Buffalo sculptor William Koch created the new cherub. Britz said Koch was recommended to village trustees by Robert Booth, a retired SUNY Fredonia professor who oversaw restoration efforts on the fountains in the 1990s.

“The cherub was sculpted from photos from collections Bob Booth and myself had,” Britz said.

Insurance covered $10,000 of the cost of the sculpture and trustees approved paying for the balance from the budget’s general fund, Britz said. He was not sure of the total cost, stating he would need to find the resolution that approved the expenditure.

The project is highly personal for Britz because a member of his family donated the original fountains back in 1900.

Charles Mark, whose name can still be seen on the fountains, was the brother of Britz’s great-grandmother, Harriet Ann Mark.

He advocates security measures in and around the commons to deter people from messing with the fountains. “The village is looking into webcams that can be installed on the new park lighting poles to provide better security around the park and store fronts that face the park,” he said.

The original cherub was stolen in November 2019 at about 2:20 a.m. on a Thursday morning. Police reviewed footage from a camera in the park and determined two people removed the sculpture from atop the fountain, entering from the west side of the park and fleeing the same way.
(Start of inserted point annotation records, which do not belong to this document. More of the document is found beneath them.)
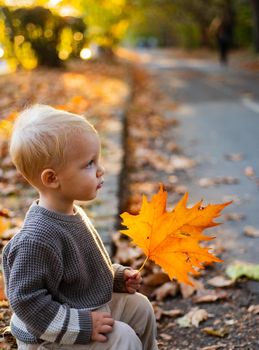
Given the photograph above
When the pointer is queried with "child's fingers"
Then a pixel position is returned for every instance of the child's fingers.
(100, 338)
(105, 329)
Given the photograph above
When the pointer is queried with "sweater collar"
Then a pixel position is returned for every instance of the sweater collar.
(37, 209)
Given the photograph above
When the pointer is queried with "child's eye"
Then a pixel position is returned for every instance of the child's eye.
(90, 164)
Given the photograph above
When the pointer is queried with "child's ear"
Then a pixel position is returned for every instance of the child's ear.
(49, 178)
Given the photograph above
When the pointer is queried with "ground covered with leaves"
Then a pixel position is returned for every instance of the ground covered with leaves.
(218, 312)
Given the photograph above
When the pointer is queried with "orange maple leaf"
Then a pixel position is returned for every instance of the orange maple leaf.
(171, 239)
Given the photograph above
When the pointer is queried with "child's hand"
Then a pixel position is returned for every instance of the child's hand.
(133, 280)
(102, 324)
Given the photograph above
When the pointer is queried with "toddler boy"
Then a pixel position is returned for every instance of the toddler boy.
(62, 287)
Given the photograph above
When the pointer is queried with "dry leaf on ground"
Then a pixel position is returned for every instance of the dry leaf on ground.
(156, 279)
(217, 332)
(214, 347)
(193, 318)
(187, 290)
(220, 281)
(209, 295)
(167, 289)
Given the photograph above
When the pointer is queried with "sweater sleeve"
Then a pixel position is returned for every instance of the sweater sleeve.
(35, 269)
(119, 283)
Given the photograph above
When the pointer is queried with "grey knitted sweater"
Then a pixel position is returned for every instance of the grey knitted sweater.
(56, 271)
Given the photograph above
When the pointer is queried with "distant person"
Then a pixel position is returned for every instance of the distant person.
(223, 28)
(62, 287)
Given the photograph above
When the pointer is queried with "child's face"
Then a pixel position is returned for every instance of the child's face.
(82, 175)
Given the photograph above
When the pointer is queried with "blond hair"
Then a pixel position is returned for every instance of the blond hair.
(41, 136)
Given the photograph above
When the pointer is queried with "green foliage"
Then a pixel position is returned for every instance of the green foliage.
(36, 36)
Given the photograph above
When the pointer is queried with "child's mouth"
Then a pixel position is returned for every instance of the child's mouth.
(100, 185)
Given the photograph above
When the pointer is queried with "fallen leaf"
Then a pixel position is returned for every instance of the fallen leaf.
(171, 239)
(214, 347)
(219, 332)
(167, 289)
(220, 281)
(234, 216)
(193, 318)
(172, 313)
(251, 231)
(254, 309)
(209, 295)
(156, 279)
(240, 269)
(188, 290)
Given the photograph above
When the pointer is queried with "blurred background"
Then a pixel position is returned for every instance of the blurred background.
(34, 33)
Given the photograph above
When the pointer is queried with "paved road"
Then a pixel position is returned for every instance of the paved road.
(218, 116)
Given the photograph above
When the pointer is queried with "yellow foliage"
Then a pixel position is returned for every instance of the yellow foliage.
(171, 239)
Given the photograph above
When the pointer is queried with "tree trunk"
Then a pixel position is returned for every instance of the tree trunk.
(255, 5)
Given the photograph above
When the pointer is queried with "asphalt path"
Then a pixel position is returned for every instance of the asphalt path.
(218, 114)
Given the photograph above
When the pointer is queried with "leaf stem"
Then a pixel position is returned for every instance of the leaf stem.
(141, 267)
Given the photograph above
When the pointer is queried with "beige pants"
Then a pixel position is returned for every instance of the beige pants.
(134, 327)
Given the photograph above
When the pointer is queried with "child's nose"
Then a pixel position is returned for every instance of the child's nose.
(100, 171)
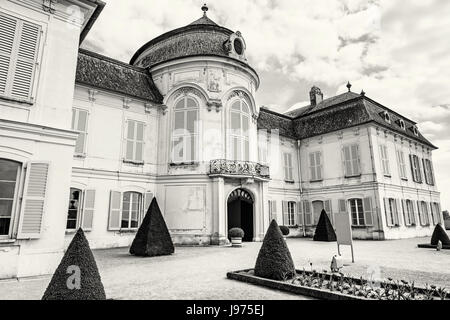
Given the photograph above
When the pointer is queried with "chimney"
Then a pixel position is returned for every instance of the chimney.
(316, 96)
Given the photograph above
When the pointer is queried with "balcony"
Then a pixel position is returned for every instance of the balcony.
(239, 169)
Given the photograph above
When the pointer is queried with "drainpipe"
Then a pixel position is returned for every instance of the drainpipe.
(299, 144)
(374, 174)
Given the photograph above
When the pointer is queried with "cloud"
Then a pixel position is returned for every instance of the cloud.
(397, 51)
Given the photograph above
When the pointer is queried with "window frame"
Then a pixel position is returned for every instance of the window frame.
(186, 134)
(139, 213)
(18, 189)
(242, 137)
(288, 167)
(358, 214)
(13, 57)
(358, 171)
(384, 157)
(314, 167)
(74, 126)
(134, 141)
(402, 167)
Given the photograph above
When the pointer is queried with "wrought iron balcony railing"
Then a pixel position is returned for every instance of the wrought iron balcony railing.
(239, 168)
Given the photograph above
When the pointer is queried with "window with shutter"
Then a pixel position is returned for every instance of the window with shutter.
(300, 218)
(315, 164)
(19, 43)
(9, 181)
(148, 201)
(134, 142)
(80, 125)
(308, 213)
(368, 212)
(115, 209)
(351, 160)
(33, 200)
(88, 210)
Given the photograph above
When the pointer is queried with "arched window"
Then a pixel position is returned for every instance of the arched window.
(239, 131)
(185, 131)
(131, 210)
(9, 177)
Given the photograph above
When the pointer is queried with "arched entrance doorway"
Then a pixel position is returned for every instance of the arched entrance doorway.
(240, 213)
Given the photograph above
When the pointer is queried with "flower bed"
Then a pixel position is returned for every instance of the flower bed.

No one was ever charged for the theft and it remains unsolved.

A look through OBSERVER archives shows that the cherub has had a rocky history, even before it was stolen in 2019.

The cherub was also vandalized in October 1997, but that time, it was recovered by village police a couple months later — minus its head. A couple of SUNY Fredonia students tipped off authorities as to where the sculpture could be found, and police took it back after getting a search warrant.

Booth repaired it back then. He was the one who noticed the cherub was missing in 2019, reporting it to police. He also worked on the fountain after more vandalism in 1990.

The version of the cherub that got beat up back in the ’90s was possibly a replacement, itself. The original sculpture got smashed by a falling tree in November 1967.